Coriolis effect

Figure 1: In the inertial frame of reference (upper part of the picture), the black object moves in a straight line. However, the observer (red dot) who is standing in the rotating (non-inertial) frame of reference (lower part of the picture) sees the object as following a curved path.

In physics, the Coriolis effect is an apparent deflection of moving objects when they are viewed from a rotating reference frame.

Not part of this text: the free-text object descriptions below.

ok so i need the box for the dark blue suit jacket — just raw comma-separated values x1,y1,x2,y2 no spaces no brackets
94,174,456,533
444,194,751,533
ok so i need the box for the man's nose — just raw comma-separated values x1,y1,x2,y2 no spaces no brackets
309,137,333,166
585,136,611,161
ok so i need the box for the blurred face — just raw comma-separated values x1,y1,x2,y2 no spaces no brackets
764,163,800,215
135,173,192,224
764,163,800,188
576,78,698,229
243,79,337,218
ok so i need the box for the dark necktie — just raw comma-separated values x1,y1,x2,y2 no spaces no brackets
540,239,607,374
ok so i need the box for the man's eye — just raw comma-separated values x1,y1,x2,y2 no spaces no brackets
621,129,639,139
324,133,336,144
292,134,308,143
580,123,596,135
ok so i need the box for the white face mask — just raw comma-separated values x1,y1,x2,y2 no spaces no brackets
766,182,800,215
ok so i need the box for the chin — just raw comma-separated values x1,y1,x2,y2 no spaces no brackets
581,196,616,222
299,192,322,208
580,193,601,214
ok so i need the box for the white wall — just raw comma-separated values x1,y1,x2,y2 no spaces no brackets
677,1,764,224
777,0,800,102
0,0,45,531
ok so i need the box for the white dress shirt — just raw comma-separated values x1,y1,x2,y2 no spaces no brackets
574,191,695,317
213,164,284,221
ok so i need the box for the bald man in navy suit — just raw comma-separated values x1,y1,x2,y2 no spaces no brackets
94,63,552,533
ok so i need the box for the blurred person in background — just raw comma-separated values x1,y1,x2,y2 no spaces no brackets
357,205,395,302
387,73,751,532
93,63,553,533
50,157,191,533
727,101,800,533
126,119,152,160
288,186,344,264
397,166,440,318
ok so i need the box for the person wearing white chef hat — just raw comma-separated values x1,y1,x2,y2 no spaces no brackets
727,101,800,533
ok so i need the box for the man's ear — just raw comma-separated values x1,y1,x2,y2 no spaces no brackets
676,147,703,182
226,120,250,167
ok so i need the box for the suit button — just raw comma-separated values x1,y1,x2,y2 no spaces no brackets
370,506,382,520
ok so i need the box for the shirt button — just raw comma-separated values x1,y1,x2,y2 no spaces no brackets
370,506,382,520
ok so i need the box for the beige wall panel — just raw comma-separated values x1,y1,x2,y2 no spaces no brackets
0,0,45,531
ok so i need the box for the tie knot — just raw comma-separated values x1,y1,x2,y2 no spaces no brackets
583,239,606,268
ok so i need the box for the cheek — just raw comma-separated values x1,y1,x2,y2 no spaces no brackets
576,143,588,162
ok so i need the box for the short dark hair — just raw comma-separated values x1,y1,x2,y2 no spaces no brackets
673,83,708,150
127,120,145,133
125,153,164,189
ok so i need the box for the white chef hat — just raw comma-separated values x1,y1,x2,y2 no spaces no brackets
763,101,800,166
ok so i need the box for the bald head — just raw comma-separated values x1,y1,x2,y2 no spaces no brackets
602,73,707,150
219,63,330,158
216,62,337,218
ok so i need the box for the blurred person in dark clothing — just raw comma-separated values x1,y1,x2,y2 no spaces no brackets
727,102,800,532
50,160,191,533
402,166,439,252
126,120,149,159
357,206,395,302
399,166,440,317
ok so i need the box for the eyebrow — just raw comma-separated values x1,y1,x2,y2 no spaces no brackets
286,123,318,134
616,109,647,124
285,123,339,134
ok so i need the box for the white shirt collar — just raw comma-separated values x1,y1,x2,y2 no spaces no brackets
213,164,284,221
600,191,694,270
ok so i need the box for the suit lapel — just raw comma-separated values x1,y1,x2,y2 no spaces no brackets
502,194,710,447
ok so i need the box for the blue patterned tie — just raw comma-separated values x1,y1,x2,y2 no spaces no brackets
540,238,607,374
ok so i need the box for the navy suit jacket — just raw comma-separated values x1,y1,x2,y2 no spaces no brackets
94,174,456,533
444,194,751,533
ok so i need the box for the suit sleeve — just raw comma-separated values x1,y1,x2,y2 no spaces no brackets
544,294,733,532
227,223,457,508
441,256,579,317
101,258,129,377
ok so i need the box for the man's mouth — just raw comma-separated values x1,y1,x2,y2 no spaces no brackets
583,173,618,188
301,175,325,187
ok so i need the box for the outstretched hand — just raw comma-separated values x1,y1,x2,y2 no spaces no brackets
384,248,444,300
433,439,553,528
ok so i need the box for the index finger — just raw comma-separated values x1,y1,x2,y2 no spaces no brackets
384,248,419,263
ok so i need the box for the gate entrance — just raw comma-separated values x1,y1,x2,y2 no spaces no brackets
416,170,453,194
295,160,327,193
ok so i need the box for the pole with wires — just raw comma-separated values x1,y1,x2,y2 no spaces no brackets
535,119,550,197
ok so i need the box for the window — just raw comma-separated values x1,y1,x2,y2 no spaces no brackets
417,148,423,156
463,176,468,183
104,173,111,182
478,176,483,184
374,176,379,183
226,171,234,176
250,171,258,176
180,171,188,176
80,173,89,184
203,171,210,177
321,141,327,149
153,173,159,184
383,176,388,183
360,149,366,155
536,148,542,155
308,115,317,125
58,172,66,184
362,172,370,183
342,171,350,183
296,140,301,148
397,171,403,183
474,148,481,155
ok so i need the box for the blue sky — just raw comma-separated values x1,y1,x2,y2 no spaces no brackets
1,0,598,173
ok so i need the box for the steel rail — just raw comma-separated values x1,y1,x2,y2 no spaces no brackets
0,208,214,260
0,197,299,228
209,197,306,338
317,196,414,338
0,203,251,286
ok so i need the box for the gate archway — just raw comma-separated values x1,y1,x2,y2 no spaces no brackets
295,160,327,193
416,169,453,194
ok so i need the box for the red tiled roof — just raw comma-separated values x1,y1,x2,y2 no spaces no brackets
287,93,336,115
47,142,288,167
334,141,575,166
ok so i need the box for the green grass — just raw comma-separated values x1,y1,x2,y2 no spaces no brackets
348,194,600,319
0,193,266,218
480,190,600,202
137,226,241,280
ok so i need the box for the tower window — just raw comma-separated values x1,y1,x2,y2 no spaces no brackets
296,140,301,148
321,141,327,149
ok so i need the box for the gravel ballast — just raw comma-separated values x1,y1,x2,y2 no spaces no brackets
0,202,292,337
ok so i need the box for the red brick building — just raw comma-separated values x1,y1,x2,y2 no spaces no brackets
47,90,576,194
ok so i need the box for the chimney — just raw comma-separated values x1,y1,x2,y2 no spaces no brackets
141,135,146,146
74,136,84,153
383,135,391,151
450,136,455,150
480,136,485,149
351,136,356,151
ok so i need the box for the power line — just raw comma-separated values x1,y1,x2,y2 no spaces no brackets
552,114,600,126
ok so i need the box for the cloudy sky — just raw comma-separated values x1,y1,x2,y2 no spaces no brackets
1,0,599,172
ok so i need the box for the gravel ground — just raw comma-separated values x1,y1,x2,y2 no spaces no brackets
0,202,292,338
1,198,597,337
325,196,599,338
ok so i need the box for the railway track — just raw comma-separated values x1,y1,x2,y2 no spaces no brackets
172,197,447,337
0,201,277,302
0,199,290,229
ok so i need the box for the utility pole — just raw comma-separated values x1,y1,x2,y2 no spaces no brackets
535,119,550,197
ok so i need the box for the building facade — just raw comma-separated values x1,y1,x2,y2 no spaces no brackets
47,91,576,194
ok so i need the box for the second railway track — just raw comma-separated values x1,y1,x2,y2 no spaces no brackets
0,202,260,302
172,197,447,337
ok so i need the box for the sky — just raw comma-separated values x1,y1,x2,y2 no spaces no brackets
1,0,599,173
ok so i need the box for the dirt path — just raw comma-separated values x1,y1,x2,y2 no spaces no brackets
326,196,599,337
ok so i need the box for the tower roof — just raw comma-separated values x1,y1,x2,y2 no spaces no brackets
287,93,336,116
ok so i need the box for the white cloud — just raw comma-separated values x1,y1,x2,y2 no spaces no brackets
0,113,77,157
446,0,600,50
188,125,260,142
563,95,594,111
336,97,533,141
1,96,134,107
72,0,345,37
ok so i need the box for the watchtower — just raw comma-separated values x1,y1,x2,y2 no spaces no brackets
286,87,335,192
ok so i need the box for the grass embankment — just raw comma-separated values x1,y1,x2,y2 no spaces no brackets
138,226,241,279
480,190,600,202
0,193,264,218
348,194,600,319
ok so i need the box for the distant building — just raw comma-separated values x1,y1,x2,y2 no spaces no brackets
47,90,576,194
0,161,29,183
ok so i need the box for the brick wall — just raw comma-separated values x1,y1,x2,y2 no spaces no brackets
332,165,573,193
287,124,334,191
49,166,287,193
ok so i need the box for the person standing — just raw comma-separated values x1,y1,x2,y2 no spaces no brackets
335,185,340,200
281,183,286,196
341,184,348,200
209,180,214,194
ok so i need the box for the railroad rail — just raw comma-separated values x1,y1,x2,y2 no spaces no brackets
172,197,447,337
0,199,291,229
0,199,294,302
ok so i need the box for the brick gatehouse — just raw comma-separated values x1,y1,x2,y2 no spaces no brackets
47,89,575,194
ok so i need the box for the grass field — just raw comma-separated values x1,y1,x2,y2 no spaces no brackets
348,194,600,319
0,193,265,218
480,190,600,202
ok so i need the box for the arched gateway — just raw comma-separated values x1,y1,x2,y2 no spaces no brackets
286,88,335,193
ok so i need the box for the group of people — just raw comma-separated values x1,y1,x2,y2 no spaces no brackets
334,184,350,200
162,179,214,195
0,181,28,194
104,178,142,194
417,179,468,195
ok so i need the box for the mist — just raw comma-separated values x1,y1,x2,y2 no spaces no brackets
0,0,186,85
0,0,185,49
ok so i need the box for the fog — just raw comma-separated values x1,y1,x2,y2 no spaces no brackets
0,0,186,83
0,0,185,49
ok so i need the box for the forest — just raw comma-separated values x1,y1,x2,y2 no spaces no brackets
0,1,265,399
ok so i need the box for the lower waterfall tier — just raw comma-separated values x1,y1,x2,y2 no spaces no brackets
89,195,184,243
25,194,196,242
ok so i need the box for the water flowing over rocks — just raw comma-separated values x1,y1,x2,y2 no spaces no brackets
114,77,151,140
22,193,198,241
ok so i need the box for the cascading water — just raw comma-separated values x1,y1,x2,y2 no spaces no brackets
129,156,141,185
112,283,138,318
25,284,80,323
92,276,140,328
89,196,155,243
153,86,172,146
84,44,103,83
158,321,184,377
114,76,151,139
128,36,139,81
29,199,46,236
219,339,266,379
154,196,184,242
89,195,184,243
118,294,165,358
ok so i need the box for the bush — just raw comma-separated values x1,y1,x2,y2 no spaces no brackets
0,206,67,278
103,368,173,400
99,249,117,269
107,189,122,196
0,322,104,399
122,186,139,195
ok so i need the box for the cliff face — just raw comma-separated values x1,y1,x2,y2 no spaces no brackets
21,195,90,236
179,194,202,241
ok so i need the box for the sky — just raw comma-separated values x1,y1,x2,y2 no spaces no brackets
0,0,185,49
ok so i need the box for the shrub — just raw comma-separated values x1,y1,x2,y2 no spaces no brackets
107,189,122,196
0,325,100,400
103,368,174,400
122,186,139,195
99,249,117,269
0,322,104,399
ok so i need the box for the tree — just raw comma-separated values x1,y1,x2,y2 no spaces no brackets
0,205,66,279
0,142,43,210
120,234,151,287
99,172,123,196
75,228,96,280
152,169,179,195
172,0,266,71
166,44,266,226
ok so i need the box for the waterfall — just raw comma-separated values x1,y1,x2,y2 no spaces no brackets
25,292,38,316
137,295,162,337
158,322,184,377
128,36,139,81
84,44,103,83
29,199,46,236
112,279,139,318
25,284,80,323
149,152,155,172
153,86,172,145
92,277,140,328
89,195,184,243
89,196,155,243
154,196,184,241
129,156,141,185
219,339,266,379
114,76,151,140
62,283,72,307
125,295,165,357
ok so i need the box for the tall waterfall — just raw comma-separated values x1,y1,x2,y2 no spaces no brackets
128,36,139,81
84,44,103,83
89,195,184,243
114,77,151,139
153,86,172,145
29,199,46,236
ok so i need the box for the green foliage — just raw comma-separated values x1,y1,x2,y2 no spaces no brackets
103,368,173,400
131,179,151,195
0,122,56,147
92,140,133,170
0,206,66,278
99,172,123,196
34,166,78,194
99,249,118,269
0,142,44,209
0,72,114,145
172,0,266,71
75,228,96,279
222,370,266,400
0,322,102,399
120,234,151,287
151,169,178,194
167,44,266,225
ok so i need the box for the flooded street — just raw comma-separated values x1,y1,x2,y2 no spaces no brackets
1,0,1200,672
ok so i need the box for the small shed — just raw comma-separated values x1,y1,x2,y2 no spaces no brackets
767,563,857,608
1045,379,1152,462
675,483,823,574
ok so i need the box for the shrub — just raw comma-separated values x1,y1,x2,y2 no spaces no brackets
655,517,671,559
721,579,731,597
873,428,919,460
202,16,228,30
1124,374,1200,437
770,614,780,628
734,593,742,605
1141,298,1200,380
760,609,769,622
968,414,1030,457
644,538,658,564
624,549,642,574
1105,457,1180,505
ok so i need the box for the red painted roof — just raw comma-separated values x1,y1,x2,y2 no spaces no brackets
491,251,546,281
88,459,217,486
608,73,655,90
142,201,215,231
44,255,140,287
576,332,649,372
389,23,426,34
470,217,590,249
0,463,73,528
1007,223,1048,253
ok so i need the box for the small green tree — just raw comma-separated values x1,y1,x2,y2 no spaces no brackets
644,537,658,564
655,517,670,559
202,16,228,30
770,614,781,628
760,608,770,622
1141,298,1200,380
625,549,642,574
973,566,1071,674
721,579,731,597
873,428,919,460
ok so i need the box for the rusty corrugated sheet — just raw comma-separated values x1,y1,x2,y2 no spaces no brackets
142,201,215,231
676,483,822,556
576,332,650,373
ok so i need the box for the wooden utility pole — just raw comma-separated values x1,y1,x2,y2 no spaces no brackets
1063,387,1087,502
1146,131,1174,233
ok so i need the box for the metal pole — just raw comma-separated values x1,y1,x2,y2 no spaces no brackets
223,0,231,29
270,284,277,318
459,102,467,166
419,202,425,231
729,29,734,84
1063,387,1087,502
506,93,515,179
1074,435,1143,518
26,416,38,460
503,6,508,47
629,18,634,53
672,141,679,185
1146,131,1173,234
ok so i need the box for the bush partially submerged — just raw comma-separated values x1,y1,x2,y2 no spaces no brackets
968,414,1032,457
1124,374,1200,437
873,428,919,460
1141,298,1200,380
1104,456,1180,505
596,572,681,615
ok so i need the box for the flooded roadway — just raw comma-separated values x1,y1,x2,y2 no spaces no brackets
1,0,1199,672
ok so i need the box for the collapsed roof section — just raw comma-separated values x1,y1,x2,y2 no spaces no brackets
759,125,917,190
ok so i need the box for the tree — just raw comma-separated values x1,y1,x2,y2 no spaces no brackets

Newton's laws of motion govern the motion of an object in an inertial frame of reference. When transforming Newton's laws to a rotating frame of reference, the Coriolis force appears, along with the centrifugal force. If the rotation speed of the frame is not constant, the Euler force will also appear. All three forces are proportional to the mass of the object. The Coriolis force is proportional to the speed of rotation and the centrifugal force is proportional to its square. The Coriolis force acts in a direction perpendicular to the rotation axis and to the velocity of the body in the rotating frame and is proportional to the object's speed in the rotating frame. The centrifugal force acts outwards in the radial direction and is proportional to the distance of the body from the axis of the rotating frame.

These three additional forces are termed either inertial forces, fictitious forces or pseudo forces. These names are used in a technical sense, to mean simply that these forces vanish in an inertial frame of reference.